The multilayer samples welded using the CMT-ADV and CMT-PADV arc modes with alternating polarity showed a significantly finer microstructure with a cellular grain structure compared to the welded sample using the standard CMT method. The reason for this observation is, on the one hand, the periodic change of the electromagnetic force and its direction by the polarity changes. This results in a flow in the melt pool in the form of a strongly oscillating turbulence of the melt. The dendrites growing directionally along the melt line break apart and the broken dendrite arms act as heterogeneous nucleation sites. A finer grained microstructure results from a melt solidifying uniformly at several points [15]. On the other hand, a larger part of the existing Al3Ti phase particles remains because of the lower heat input and the high melting point. These particles result from the titanium admixtures in the welding wire of up to 0.08%. They act as heterogeneous nucleation particles during solidification and lead to a refinement of the microstructure [9].
The measured grain size using the CMT-ADV method was 56.2 µm near the substrate. In the center and upper wall area, the grain size was 62.0 and 68.7 µm, respectively, due to a lower cooling rate. In the CMT-PADV process, the finest globulitic grain structure was observed in comparison to the other two processes, with an average grain size of 48.7 µm in the lower wall section, 53.4 µm in the middle wall section and 52.5 µm in the upper wall section.
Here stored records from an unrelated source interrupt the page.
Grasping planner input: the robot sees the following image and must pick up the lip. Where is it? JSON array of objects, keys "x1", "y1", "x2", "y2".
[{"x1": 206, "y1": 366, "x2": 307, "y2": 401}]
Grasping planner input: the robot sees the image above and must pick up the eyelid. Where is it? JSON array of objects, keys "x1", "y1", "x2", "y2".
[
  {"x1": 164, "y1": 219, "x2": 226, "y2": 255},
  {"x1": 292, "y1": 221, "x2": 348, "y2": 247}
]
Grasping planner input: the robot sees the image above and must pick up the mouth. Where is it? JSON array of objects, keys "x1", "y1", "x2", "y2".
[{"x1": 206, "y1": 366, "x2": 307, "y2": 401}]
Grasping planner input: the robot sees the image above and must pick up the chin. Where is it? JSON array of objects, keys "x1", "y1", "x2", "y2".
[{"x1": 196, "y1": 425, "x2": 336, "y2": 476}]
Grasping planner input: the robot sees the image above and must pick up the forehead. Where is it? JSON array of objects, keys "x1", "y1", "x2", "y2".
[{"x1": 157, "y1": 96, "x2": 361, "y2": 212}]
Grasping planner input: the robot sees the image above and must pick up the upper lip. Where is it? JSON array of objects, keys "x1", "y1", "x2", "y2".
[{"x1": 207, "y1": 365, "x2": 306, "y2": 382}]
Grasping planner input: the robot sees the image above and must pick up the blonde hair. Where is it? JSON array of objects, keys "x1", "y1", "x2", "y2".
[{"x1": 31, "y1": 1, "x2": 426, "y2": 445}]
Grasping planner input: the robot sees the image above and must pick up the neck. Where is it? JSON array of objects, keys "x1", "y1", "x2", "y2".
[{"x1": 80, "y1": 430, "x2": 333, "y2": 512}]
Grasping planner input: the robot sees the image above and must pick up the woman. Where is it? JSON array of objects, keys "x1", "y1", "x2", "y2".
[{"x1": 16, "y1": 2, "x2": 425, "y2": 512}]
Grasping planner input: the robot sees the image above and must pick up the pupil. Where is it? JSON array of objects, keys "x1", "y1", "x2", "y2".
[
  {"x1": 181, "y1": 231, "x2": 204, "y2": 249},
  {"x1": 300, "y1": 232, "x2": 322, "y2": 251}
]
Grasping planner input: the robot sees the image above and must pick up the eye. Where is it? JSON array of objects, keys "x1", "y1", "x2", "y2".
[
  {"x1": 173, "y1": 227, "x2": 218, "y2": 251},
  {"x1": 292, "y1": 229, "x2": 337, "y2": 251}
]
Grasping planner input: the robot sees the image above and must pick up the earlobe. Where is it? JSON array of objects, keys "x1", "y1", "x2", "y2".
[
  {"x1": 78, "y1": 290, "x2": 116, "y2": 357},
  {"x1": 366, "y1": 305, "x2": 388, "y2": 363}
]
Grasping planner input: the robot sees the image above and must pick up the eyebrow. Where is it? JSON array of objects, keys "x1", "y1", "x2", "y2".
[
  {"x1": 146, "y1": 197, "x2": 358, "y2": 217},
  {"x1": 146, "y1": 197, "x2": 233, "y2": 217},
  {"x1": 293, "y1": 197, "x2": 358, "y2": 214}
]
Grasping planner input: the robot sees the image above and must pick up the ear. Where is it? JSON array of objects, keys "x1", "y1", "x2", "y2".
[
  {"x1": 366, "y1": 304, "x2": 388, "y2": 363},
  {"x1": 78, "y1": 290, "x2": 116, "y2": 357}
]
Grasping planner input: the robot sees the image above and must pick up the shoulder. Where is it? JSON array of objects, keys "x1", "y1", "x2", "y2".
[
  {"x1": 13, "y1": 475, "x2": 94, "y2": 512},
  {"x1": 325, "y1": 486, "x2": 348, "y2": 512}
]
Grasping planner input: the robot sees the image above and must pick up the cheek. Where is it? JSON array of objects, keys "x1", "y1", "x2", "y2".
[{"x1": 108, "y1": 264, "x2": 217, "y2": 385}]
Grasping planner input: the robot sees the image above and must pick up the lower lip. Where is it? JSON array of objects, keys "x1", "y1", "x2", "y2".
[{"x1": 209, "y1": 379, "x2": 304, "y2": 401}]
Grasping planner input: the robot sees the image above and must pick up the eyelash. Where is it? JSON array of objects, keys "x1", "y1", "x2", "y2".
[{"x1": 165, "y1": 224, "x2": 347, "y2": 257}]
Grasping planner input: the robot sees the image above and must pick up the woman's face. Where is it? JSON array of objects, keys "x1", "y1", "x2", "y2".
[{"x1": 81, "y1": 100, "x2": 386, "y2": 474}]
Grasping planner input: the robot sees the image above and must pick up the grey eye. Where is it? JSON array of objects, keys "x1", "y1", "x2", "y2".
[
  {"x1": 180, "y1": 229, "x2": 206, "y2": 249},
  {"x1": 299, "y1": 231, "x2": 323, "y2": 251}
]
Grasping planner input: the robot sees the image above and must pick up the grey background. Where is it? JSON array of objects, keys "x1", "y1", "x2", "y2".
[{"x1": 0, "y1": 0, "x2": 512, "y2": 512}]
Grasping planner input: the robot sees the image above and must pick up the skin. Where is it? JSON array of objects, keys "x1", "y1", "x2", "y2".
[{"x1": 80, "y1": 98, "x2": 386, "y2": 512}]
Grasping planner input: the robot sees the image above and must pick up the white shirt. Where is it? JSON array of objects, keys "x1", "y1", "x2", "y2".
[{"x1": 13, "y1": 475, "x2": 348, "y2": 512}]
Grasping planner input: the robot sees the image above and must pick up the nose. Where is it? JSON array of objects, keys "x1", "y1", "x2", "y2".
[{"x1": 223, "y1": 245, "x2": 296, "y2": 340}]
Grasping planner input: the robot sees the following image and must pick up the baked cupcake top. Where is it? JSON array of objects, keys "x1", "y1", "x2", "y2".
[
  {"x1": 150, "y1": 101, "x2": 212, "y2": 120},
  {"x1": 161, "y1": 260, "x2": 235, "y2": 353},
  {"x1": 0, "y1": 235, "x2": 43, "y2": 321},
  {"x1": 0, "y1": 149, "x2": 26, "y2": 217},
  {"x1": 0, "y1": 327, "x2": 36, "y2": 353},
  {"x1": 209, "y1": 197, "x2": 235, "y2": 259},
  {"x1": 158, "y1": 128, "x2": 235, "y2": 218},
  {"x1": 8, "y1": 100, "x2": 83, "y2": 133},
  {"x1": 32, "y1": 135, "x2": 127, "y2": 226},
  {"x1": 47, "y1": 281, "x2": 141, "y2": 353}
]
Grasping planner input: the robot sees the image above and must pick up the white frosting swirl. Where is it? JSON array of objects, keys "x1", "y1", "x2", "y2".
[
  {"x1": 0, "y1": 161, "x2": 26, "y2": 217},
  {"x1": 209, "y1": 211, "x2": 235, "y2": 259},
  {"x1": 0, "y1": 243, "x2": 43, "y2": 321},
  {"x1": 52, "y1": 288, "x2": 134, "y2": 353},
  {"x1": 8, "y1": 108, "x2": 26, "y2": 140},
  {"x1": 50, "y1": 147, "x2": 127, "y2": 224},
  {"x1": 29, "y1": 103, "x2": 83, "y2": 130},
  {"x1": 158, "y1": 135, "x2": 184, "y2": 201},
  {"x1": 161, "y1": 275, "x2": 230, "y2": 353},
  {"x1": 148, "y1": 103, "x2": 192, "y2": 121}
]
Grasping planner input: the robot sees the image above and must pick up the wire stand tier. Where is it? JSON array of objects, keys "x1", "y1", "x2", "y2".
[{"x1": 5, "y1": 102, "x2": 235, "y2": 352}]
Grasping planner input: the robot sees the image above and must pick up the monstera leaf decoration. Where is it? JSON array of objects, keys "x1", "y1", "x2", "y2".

This can be explained by the fact that the grain size and morphology correlate with the heat input. A lower heat input results in a finer grain structure and in comparison, the CMT-PADV process has the lowest energy input. At the same time, the pulsed current in the CMT-PADV mode reinforces the effect of turbulence in the melt pool, since the electromagnetic force is directly proportional to the current intensity.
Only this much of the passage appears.